We can draw the following conclusions about Player 42:

  1. A Rating of ~1827 implies that Player 42 ~5.5 times more skilled than an average player (Rating 1500), ceteris paribus (given the same σ and τ for both players).
  2. Player 42’s σ has fallen from 350 to ~183. This is expected, as the more games a player plays, the lower σ becomes, as we can assume the credible interval of the player’s skill is closer and closer to the reported Rating. (Note that many other players have even lower σ, because they have played more reliably throughout the season).
  3. Player 137’s τ  (~0.62) is about unchanged and matches that of the system of a whole. This is expected for a player with top placement who’s wins/losses/draws have been less due to luck and more due to skill over the course of the season.

Given the structure of the Glicko/Glicko2 system, we can confidently say that Player 42’s true skill level is somewhere between ~1644 to ~2,009. Given the player’s high volatility, we should err to say that the player’s real skill is closer to this lower bound.

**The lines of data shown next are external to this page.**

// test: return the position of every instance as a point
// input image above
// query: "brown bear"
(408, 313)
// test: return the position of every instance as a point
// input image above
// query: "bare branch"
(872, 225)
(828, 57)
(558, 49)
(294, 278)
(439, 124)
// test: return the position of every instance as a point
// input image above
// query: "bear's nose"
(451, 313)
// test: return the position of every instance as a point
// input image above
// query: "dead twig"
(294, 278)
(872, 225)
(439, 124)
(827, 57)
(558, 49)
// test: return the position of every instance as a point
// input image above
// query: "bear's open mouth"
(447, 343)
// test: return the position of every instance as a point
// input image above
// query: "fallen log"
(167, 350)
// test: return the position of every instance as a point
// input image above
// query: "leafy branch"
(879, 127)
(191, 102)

The completed output file can be found here.

Generating Win/Loss Probabilities

With these data, we can generate win/loss probabilities for future matchups, which is what we need for our TCG Sportsbook project.

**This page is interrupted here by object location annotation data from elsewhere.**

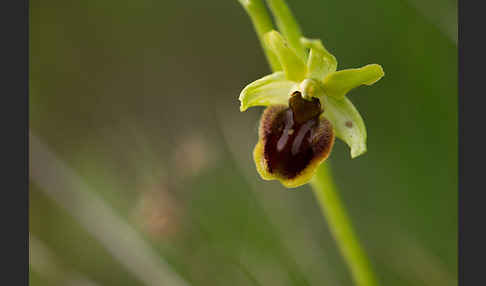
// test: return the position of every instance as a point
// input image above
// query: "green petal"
(339, 83)
(320, 62)
(269, 90)
(293, 66)
(347, 122)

Let’s pit the top two players against one another:

This can be done easily in R with the predict function.

# Predict the probability of Player 42 winning against Player 67
predict(season1ratings, newdata=data.frame(Player=42, Opponent=67, tng=1))

The output we receive is:

[1] 0.6926854

This means that Player 42 has a win probability of ~0.69 against Player 67 in a hypothetical match between them.

Next Steps: Deck Factors

We’ve demonstrated an ability to give players ratings based on their skill from tournament data.

The next issue we’ll have to address is that of deck strategy.

Glicko/Glicko2 (and its forebear, Elo), were made to gauge skill in low randomness games like chess. In games like these, both players come to the table with identical game pieces. Both sides have the same number of pawns, knights, rooks, bishops, etc. Both sides have these pieces in the same starting position.

Trading card games have a higher level of randomness due to the cards in use (which, in part, we addressed by setting the initial Volatility at 0.6 for the algorithm). Each competitor could have a very different deck of cards, or maybe even the same theme of deck, but with a different card list.

All decks don’t perform equally well against one another in every match up. Some decks are simply superior to others, or at least, have very lopsided matchups (where Deck A is three times as likely to win against Deck B, for example), ceteris paribus.

The predict function in R gives us the ability to take such factors into account via a gamma variable (Γ). We’ll use this in the next phase of the project. Γ will be the stand in for the decks in use by either player and allow us to account for how well those decks match up against one another.